今回のテーマは、日本企業の多くが新人教育に重点を置かないことに関する警告です。
転職を繰り返してきて思いますが、新人教育がきっちり行われている企業は、決まって経営がうまくいっています。
新人としての経験が長い私ですが、これだけは断言できますね。
というのも、新人に対する教育がきちんとなされていることで、一番大きなリスクをヘッジしやすくなるからです。
それは、社員の自主退職を未然に防げることです。
順をおって話していきますね。
まず、そもそも人的資源において、もっとも最悪なパターンとはなんでしょうか。
「社員が思うように育たない?」
「新入社員とそりが合わない?」
いいえ、違います。
最も最悪な事態は、社員が辞めることですね。社員がひとり抜けると、その人が抱えていた仕事は、そのまま残った人が分担して急場をしのぐことになります。
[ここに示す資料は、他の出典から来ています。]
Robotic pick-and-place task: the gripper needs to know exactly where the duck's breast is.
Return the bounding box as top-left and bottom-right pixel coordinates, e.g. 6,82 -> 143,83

単純に、職場の人間にかかる負担が増えてしまうんですよね。
ひとり、ふたりならまだしも、それが何人、何十人単位で起きると、負担増の問題ではすまなくなってきます。
一から組織を再編するつもりでないと、対処しきれなくなるでしょう。
人事経験のある方ならわかるでしょうが、人的資源を移動させるのって、ものすごい緻密な計算と計画に基づいてでないと、到底ですがやれるものではありません。
人的資源の量の低下は、組織を根幹から揺るがすファクターとなりうるのです。
このように、人的資源を強化(教育することと言い換えてもよいでしょう)することをないがしろにすることは、デメリットしかないのに、
日本企業は軽視してしまうのでしょうか。
私が思うに、
プレイヤーとしての実績さえあれば、オールオッケーとみなされてきたからです。
今の会社での、出世ルートを実際にイメージしてください。
個々の成績が抜きんでている人材が管理職に抜擢され、上の地位につく構図が色濃く残っているはずです。
「名選手は必ずしも名監督ではない」とはよく言われますが、実際は、プレイヤーとしての実績だけでマネージャーもこなせるだろうとみなされてしまいます。
では、なぜ名選手=名監督であるとみなされてしまうのかについては、後日考察します。